I think you have to get impatient with this nonsense and see it for what it is to get beyond it. The objective is to stop having issues with these must-dos, right? Work to minimize their importance. In my experience, none of them has proven as painful as I've anticipated, and I think a lot of people have that experience. "I don't know what the big deal was, once I did it, it was nothing." Forget about root cause, because you can't "fix" that anyway. Even if you saw it in a brilliant, blinding flash, the cathartic effect you probably anticipate wiping the dysfunction away would not be strong enough to work against years of ingrained habitual avoidance and slacker behavior. You just have to damn the demons, and get down to work to overcome it.
You've gotten a lot of good suggestions on the problem in this thread.

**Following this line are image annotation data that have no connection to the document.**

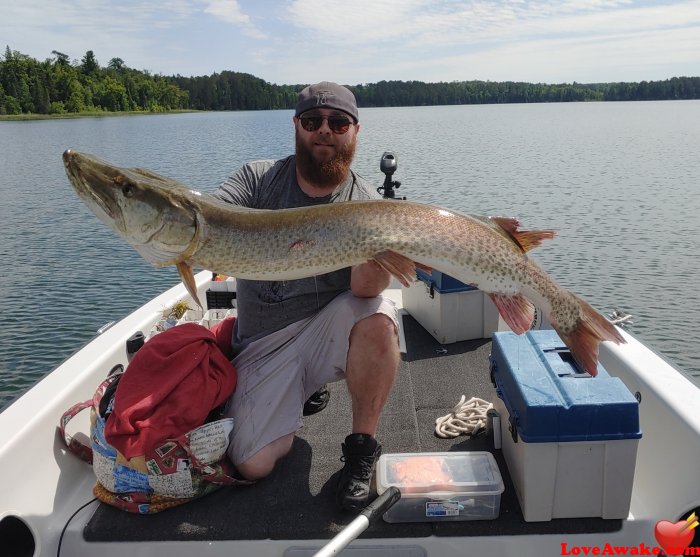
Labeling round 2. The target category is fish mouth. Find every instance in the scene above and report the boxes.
[63,149,121,230]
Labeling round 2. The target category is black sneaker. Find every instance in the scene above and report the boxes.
[304,385,331,416]
[335,433,382,511]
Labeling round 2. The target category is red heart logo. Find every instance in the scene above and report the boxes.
[654,520,695,555]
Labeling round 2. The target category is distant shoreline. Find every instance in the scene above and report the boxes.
[5,99,697,122]
[0,108,200,122]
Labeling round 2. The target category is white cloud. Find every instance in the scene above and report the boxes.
[204,0,266,39]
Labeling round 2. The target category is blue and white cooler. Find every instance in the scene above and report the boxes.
[491,330,642,522]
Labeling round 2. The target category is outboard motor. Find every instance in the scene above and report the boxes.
[377,151,406,199]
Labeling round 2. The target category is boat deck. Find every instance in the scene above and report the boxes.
[84,315,622,545]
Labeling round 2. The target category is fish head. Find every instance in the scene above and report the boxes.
[63,150,199,267]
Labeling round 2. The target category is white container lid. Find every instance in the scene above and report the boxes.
[377,451,504,494]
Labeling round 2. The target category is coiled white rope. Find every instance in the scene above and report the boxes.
[435,395,493,439]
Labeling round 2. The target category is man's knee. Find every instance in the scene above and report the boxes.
[231,433,294,480]
[350,313,398,348]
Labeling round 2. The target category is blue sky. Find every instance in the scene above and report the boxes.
[0,0,700,85]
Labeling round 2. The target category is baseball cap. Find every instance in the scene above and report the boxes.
[295,81,360,122]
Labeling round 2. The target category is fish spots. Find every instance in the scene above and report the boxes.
[289,239,316,253]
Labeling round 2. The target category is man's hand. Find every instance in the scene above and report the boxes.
[350,261,391,298]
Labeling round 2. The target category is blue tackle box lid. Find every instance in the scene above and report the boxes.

I've used just about all of them to advantage in shoring up my resolve to deal with it. Cringebusting is a great concept and the blog entry on it a great read. The tricks people have given you to help you get started, the initial hurdle, are also excellent. Sustaining momentum can be as simple--and difficult--as starting. You just start again, and again, and again.
Pull in every insight you have about yourself and why you do this if it helps you to move toward productivity and peace. I realized I was a big baby and just wanted to play. Then I realized that I don't find dilettantes and self-indulgent twits very appealing playmates. I like people in motion. People who think and do, people who accomplish, people who don't sit in front of a mountain saying, "Oh god, it's so big, I better get used to sitting in its shadows, I just can't deal with it," but climb over or tunnel through to the other side. Life strews plenty of difficulties in your path. It doesn't make sense to allow some dysfunctional aspect of yourself to have the upper hand and create more. Get out of your own way, and the blocks and mountains themselves will start to erode. But decide to do it, don't study it, waiting for a magic answer or panacea. That's must more dilatory churning. There is no easy button, but hard is hardest when you're avoiding the work. IMO, of course.